La nausée à visage humain


Dénoncer le génocide à Gaza sur les réseaux sociaux les exaspère. Aux photos d’enfants palestiniens massacrés, ils préfèrent celles dont le massacreur est celui qu’ils haïssent. Ils ont l’humanisme sélectif et la compassion d’un jury de jeu télévisé. 

Critiquer Israël les met en boule, un peu comme si on insultait leur mère. Ou leur sœur. Ou les deux à la fois. Et s’ils ne peuvent exprimer leur colère en public, parce ça serait mal vu, ils choisissent de se taire et de regarder de haut les pauvres hordes indignées que nous sommes. 

Ils justifient Daech et ne peuvent soutenir l’Armée Libanaise que du bout des lèvres. En n’oubliant jamais leur petit "oui, mais". Ce "oui, mais" nauséabond, qui annonce les pires abdications.

Ils préfèrent taire les horreurs des ennemis de leurs ennemis, et se draper de mépris face au désarroi et à la souffrance de centaines de milliers d’hommes, de femmes et d’enfants. Ils aiment accuser des pires vocables, entre l’entrée et le dessert, entre les rots satisfaits du bon bourgeois repus, les victimes qui n’ont pas eu la chance d’être labélisés comme tels par leurs bons soins.

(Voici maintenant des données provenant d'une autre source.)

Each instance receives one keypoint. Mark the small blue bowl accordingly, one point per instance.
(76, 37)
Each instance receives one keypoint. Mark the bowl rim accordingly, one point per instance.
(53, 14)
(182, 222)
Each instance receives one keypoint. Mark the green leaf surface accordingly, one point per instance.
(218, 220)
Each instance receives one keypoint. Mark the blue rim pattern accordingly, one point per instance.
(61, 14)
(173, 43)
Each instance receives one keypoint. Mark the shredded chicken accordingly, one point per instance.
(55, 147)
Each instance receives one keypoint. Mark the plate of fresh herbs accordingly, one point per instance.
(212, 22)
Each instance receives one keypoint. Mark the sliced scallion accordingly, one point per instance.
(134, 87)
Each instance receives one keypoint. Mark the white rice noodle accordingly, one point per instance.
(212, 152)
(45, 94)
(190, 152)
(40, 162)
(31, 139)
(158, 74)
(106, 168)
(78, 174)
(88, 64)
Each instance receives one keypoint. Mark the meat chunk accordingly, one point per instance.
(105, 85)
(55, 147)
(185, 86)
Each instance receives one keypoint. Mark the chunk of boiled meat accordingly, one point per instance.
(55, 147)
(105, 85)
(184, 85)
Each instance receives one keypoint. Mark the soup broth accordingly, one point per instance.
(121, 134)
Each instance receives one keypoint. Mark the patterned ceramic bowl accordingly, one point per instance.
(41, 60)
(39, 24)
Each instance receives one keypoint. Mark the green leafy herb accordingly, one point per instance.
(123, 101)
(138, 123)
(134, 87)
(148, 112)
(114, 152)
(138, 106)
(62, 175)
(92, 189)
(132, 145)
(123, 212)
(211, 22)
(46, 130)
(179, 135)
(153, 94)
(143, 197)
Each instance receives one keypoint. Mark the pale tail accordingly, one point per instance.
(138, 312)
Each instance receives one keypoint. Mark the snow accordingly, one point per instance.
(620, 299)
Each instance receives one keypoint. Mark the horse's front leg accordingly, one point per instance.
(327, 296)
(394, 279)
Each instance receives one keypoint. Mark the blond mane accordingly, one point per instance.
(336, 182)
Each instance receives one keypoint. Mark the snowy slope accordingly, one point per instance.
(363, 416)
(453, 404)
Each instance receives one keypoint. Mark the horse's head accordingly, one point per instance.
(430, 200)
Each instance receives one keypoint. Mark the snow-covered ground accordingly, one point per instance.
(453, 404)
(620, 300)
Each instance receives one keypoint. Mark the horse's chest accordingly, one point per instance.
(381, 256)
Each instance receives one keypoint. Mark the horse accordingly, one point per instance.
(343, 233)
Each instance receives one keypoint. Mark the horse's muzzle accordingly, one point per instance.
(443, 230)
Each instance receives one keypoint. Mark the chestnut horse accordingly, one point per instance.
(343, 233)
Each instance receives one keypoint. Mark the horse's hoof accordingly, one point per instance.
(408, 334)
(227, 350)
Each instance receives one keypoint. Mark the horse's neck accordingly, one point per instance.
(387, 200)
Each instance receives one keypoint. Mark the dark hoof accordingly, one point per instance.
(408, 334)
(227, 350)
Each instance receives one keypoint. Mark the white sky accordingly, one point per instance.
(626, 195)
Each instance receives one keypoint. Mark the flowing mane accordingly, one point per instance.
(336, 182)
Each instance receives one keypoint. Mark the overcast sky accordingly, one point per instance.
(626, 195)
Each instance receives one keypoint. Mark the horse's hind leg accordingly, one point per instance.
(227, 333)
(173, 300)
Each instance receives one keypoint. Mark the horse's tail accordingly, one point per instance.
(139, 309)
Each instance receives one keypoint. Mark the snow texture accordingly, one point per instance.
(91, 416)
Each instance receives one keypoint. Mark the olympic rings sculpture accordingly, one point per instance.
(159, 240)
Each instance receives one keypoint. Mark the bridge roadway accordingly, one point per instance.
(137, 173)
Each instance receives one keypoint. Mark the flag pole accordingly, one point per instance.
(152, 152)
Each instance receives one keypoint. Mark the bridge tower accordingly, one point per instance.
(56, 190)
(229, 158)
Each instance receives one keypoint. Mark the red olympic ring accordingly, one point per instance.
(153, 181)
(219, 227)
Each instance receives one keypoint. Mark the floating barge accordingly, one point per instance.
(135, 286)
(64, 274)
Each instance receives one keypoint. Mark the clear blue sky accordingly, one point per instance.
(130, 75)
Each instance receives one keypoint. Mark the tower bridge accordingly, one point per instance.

Lors de la chute de la ville chrétienne de Maaloula en Syrie aux mains des jihadistes, ils ont salué la "libération de Maaloula". Face à ceux qui s’inquiétaient de la vague incontrôlée de réfugiés syriens, ils ont hurlé au racisme, au nazisme, les accusant de fomenter une "solution finale" à ce problème. Face au Noun imposé aux Chrétiens de Mossoul en Irak, comme jadis l’étoile jaune aux Juifs d’Europe, ils ont préféré prendre des poses laïques, et, le petit doigt levé, refusé avec dédain de brandir cette lettre en guise de solidarité. Comme si le Moyen Orient daechiste était un salon de thé parisien. Et que l’horreur était à la carte. 

Quand vous n’êtes pas d’accord avec eux, ils vous insultent, vous calomnient, rêvant sans doute du jour béni où ils pourront vous rééduquer dans les camps de la juste pensée. 

Ils sont de toutes les confessions et de toutes les mauvaises fois. Ils sont de tous les âges et de toutes les tailles. Ils sont les monstres tranquilles en polo Lacoste. Le terreau fertile sur lequel s’épanouira la peste brune à venir. 

Ils sont le visage satisfait de la nausée. Le caveau en cravate de notre humanité.